Now, it is time for you to try your hand at Bayesian Optimization! To do this, we will work with a new dataset, but that has the exact same premise: we have around 84 variables that predict the sale price of a house in Ames, Iowa.

Your task is, again, to use XGBoost to predict sale prices. You will notice that the data processing and model training steps are already done for you below: what you have to do next is to implement the cross validation and bayesian optimization steps of the code above!

In [6]:
data2 = pd.read_csv("https://docs.google.com/spreadsheets/d/e/2PACX-1vTp6iMy3iSfMS-3BzqX5wtu4AFSlZZVn8QFNeScSrJmsGLC29tIqarJ3I5ODb-SusrCNZ0hoNnHTqp-/pub?output=csv")
data2.head()

#delete columns with many missing data
data2.drop(['PoolQC','MiscFeature','Alley','Fence','FireplaceQu','LotFrontage'], axis = 1,inplace=True)

#Drop rows with missing data 
data2.dropna(inplace=True)
data2.shape

data2 = pd.get_dummies(data2)
X_train, X_test, y_train, y_test = train_test_split(data2.loc[:, data2.columns != 'SalePrice'], data2['SalePrice'], test_size=0.25, random_state=42)

In [7]:
import xgboost as xgb
from sklearn.metrics import mean_squared_error

data_dmatrix2 = xgb.DMatrix(data=X_train, label=y_train) #converting our test and train to a data matrix, do you know why??
params = {"objective":'reg:squarederror', "colsample_bytree":0.2, "learning_rate":0.08, "max_depth":4, "alpha":16} #defining our parameters through a dictionary
xg_m2 = xgb.train(params=params, dtrain=data_dmatrix2, num_boost_round=70) #training the model!

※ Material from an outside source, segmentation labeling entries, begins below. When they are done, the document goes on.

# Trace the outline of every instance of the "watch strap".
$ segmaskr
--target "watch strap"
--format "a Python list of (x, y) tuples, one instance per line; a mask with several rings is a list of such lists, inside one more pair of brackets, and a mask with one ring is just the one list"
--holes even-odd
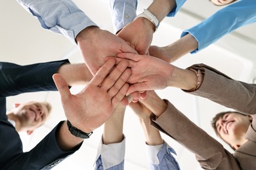
[(91, 134), (93, 133), (93, 131), (90, 133), (85, 133), (82, 131), (81, 130), (76, 128), (75, 126), (73, 126), (68, 120), (67, 120), (67, 125), (68, 130), (70, 131), (71, 134), (75, 137), (78, 137), (82, 139), (87, 139), (89, 138)]
[(153, 23), (153, 24), (156, 27), (154, 31), (156, 31), (158, 29), (160, 25), (160, 22), (158, 18), (156, 17), (156, 16), (154, 16), (152, 13), (151, 13), (150, 11), (149, 11), (147, 9), (144, 9), (144, 12), (140, 14), (139, 14), (137, 16), (136, 16), (135, 20), (139, 17), (145, 18), (148, 20), (150, 20), (152, 23)]

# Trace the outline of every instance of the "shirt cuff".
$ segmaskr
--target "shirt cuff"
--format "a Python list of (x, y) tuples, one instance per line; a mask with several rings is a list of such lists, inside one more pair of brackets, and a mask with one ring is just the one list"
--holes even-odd
[(167, 150), (169, 152), (176, 154), (175, 151), (165, 141), (163, 142), (163, 144), (158, 145), (146, 145), (150, 163), (159, 165), (162, 157), (167, 153)]
[(177, 12), (180, 10), (183, 4), (186, 0), (176, 0), (176, 7), (175, 7), (170, 12), (167, 14), (167, 16), (175, 16)]
[(100, 144), (98, 148), (96, 160), (101, 155), (101, 160), (104, 169), (114, 167), (122, 162), (125, 159), (125, 137), (121, 143), (104, 144), (102, 143), (102, 137)]
[(110, 1), (111, 15), (116, 33), (133, 21), (137, 16), (137, 0)]

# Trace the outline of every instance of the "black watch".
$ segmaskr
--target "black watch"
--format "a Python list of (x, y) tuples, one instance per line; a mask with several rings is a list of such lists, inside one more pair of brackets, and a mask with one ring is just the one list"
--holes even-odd
[(75, 137), (78, 137), (83, 139), (88, 139), (90, 137), (91, 135), (93, 134), (93, 131), (90, 133), (85, 133), (81, 130), (78, 129), (75, 127), (73, 126), (70, 122), (67, 120), (67, 124), (68, 130), (70, 131), (71, 134)]

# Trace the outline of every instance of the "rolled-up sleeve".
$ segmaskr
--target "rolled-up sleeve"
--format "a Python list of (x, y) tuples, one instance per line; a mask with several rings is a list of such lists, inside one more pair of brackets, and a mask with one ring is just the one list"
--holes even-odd
[(199, 24), (184, 30), (181, 37), (191, 34), (198, 42), (196, 53), (234, 30), (256, 22), (256, 1), (241, 0), (222, 8)]
[(70, 0), (17, 0), (36, 17), (42, 27), (60, 33), (76, 44), (75, 37), (83, 29), (97, 26)]

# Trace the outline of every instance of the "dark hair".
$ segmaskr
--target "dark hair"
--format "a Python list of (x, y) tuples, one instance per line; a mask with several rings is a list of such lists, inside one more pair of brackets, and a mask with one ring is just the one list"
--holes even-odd
[(216, 5), (216, 4), (215, 4), (214, 3), (213, 3), (212, 1), (211, 1), (211, 0), (209, 0), (211, 3), (212, 3), (214, 5), (215, 5), (215, 6), (217, 6), (217, 7), (221, 7), (221, 6), (224, 6), (224, 5), (230, 5), (230, 4), (231, 4), (231, 3), (234, 3), (235, 1), (236, 1), (237, 0), (234, 0), (233, 1), (231, 1), (231, 2), (230, 2), (229, 3), (227, 3), (227, 4), (224, 4), (224, 5)]
[(215, 115), (215, 116), (213, 118), (213, 120), (211, 120), (211, 126), (213, 127), (214, 131), (215, 131), (215, 133), (216, 135), (221, 137), (221, 139), (223, 139), (225, 143), (226, 143), (233, 150), (236, 150), (235, 148), (234, 148), (228, 142), (226, 142), (225, 140), (224, 140), (223, 138), (221, 137), (221, 135), (219, 135), (219, 133), (218, 133), (218, 131), (217, 130), (217, 128), (216, 128), (216, 122), (220, 118), (222, 118), (224, 116), (224, 115), (225, 115), (227, 113), (236, 113), (236, 114), (242, 114), (243, 116), (247, 116), (247, 115), (245, 115), (244, 114), (242, 114), (242, 112), (236, 112), (236, 111), (226, 111), (226, 112), (219, 112), (217, 114)]
[(213, 120), (211, 120), (211, 126), (213, 127), (213, 128), (214, 129), (214, 131), (215, 131), (215, 133), (216, 133), (216, 135), (218, 135), (218, 136), (219, 136), (219, 135), (218, 131), (217, 130), (217, 128), (216, 128), (216, 122), (217, 122), (220, 118), (223, 117), (224, 115), (226, 114), (227, 114), (227, 113), (237, 113), (237, 114), (245, 115), (244, 114), (242, 114), (242, 113), (239, 112), (236, 112), (236, 111), (222, 112), (219, 112), (219, 113), (218, 113), (217, 114), (216, 114), (215, 116), (215, 117), (213, 118)]

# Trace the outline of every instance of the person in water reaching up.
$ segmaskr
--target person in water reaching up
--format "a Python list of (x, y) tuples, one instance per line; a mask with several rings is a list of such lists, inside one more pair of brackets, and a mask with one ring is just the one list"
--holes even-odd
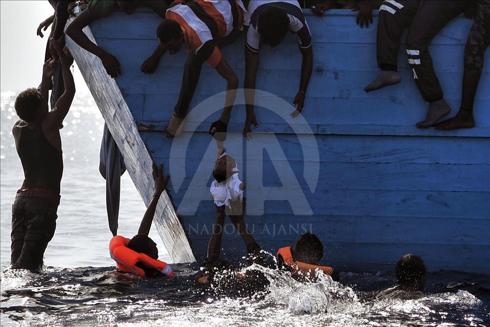
[(395, 267), (396, 286), (382, 290), (376, 295), (378, 299), (418, 299), (424, 296), (427, 272), (422, 259), (411, 253), (402, 257)]
[(44, 251), (56, 228), (63, 175), (59, 126), (75, 96), (73, 76), (63, 51), (62, 41), (51, 40), (62, 69), (64, 92), (48, 111), (48, 94), (57, 63), (47, 61), (39, 89), (28, 88), (15, 100), (20, 118), (12, 129), (25, 179), (12, 206), (10, 264), (14, 269), (36, 270), (43, 265)]
[(163, 176), (163, 164), (160, 164), (159, 171), (154, 167), (153, 178), (154, 192), (141, 221), (138, 233), (130, 240), (119, 235), (114, 237), (109, 244), (109, 251), (119, 270), (146, 278), (172, 277), (171, 267), (157, 260), (156, 244), (148, 237), (159, 199), (170, 178), (170, 174)]
[(292, 247), (282, 247), (277, 251), (277, 267), (290, 271), (294, 277), (308, 277), (320, 270), (332, 278), (334, 269), (331, 267), (319, 265), (323, 257), (323, 244), (318, 237), (310, 232), (298, 237)]

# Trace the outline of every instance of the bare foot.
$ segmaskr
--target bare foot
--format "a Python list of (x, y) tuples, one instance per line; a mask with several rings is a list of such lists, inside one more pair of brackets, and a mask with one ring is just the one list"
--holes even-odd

data_dmatrix_test2 = xgb.DMatrix(data=X_test, label=y_test)#preparing the test data for prediction
preds = xg_m2.predict(data_dmatrix_test2) #predicting the test data

print(np.sqrt(mean_squared_error(preds, y_test)))

32389.117783905178


In [10]:
#Define here your cross validation function!!
def fcv(max_depth, gamma, min_child_weight, subsample, colsample_bytree, learning_rate, num_boost_round):
  params = {"objective":'reg:squarederror', "max_depth":int(max_depth), 'gamma':gamma, 'min_child_weight':min_child_weight, 'subsample':subsample, "colsample_bytree":colsample_bytree, "learning_rate":learning_rate}
  cv_results=xgb.cv(dtrain=data_dmatrix, params=params, nfold=10, num_boost_round=int(num_boost_round), early_stopping_rounds=10, metrics='rmse', as_pandas=True)
  return -cv_results['test-rmse-mean'].min()

In [11]:
#Now, create a dictionary for the boundaries we should search within, and call
#the bayesian optimization function!
dict_cv = {
          'max_depth': (2, 12),
          'gamma': (0.001, 10.0),
          'min_child_weight': (0, 20),
          'subsample': (0.4, 1.0),
          'colsample_bytree': (0.4, 1.0),
          'learning_rate': (0.1, 1.0),
          'num_boost_round' :(30, 100)
          }



XGB_BO = BayesianOptimization(fcv, dict_cv) #Creating the optimizer
XGB_BO.maximize(init_points=10, n_iter=20, acq='ei', xi=0.0) #Running optimization!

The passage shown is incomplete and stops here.